¡Vaya visita la que tuve con los padres de mi novio! No se me va a olvidar ni en la vida. Imagínate: miro dentro de una olla y, bajo una capa gruesa de grasa blanca, había patitas de cerdo, orejas ¡hasta un morro entero mirándome fijamente! Me dio un escalofrío, ¡puaj! No pude ni probarlo, aunque no quería ofender a nadie.
Primer encuentro: recibimiento caluroso
Mi novio, vamos a llamarle Javier, me invitó a su pueblo a conocer a sus padres. Su madre, digamos Carmen López, y su padre, José Martínez, viven en una casita con un pequeño jardín. Iba nerviosa, pero fueron súper amables. Carmen me abrazó, me sirvió té con un pastel casero y José no paraba de contar chistes e historias. Me relajé, pensando que todo iría bien… Pero eso solo era el principio.
Pesadilla culinaria: ¿qué hay en la olla?
A la hora de cenar, Carmen nos llamó a la mesa. Esperaba algo sencillo pero rico, como unas patatas con filetes o un cocido. Pero en la mesa solo había una olla enorme con un olor rarísimo. Cuando miré dentro, casi me desmayo: flotaba una capa de grasa y, debajo, un líquido turbio con patitas, orejas ¡y hasta el hocico del cerdo! Era una especie de callos, pero en versión terrorífica.
Carmen, orgullosa, dijo: “Es nuestra receta familiar, ¡un plato especial!” Intenté sonreír, pero por dentro me encogí. Javier me guiñó el ojo: “Prueba, está bueno”. Pero ni loca. En mi casa también se hacen platos tradicionales, pero bien presentados, sin trozos que te miren. Fue como una peli de miedo. Me excusé diciendo que no tenía hambre, pero noté que Carmen se mosqueó un poco.

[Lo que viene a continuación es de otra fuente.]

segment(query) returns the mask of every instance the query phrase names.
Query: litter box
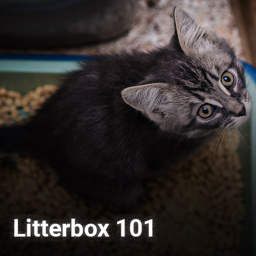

Costumbres chocantes: los platos y las tradiciones
Después de cenar, ofrecí ayudar, pero me dijeron que los invitados no fregaban. “¡Genial!”, pensé, “¿tendrán lavavajillas?” ¡Nada de eso! Carmen solo pasó los platos por agua fría y los guardó. Los cubiertos, igual, un enjuague rápido y listo. Flipé. En mi casa todo brilla, con jabón y agua caliente.
José, al verme sorprendida, comentó: “No nos gusta perder tiempo en tonterías. ¡Lo importante es que la comida sabe bien!” Asentí, pero por dentro pensaba: “¿Cómo pueden comer así?”. Luego vi un montón de basura en un rincón: peladuras, envases, hasta huesos. Carmen me explicó que sacaban la basura solo una vez a la semana para “no estar yendo cada día”. En mi casa se vacía a diario, ¡y la cocina siempre reluciente!
Más sorpresas: el desayuno del horror
Al día siguiente, esperaba algo normal… ¡pero me ofrecieron los mismos callos! Carmen los sacó de la nevera (sí, en la misma olla) y dijo: “Acábalos, que están frescos”. Volví a decir que no y comí solo pan con mantequilla. Javier intentó suavizarlo diciendo que era su tradición, pero yo ya contaba los minutos para irme.
Me enteré de que casi no tenían electrodomésticos. Ni aspiradora, la lavadora era antigua y el lavavajillas, ni en sueños. Carmen alardeaba de su “vida sencilla”, pero para mí era demasiado. Hasta en el baño había un trapo común para todos. ¡Ahí sí que me rendí!
Escape al aire libre: paseos por el pueblo
Lo único bueno fueron los paseos. Me perdí por el parque, las callecitas bonitas y hasta me refugié en un bar para comer algo decente. Pero al volver a la casa, me sentía incómoda. Javier entendía mi cara y hasta me confesó que a veces le daba vergüenza cómo vivían sus padres. Pero no pensaba cambiar nada.
De vuelta a casa: lecciones aprendidas
Cuando llegué a mi piso, abracé mi lavavajillas y comí en un plato limpio, feliz. Esta visita me enseñó a valorar el orden de mi casa. Sigo con Javier, pero dejé claro: más de un día con sus padres, no. Y pactamos que en nuestro futuro hogar habrá platos limpios, basura que se saca cada día ¡y cero morros de cerdo en la olla!
Al final, entendí que cada uno vive a su manera. No juzgo a Carmen y José, es su casa. Pero a mí me quedó claro: el orden y la limpieza no son tonterías. ¡Y ahora lo valoro más que nunca!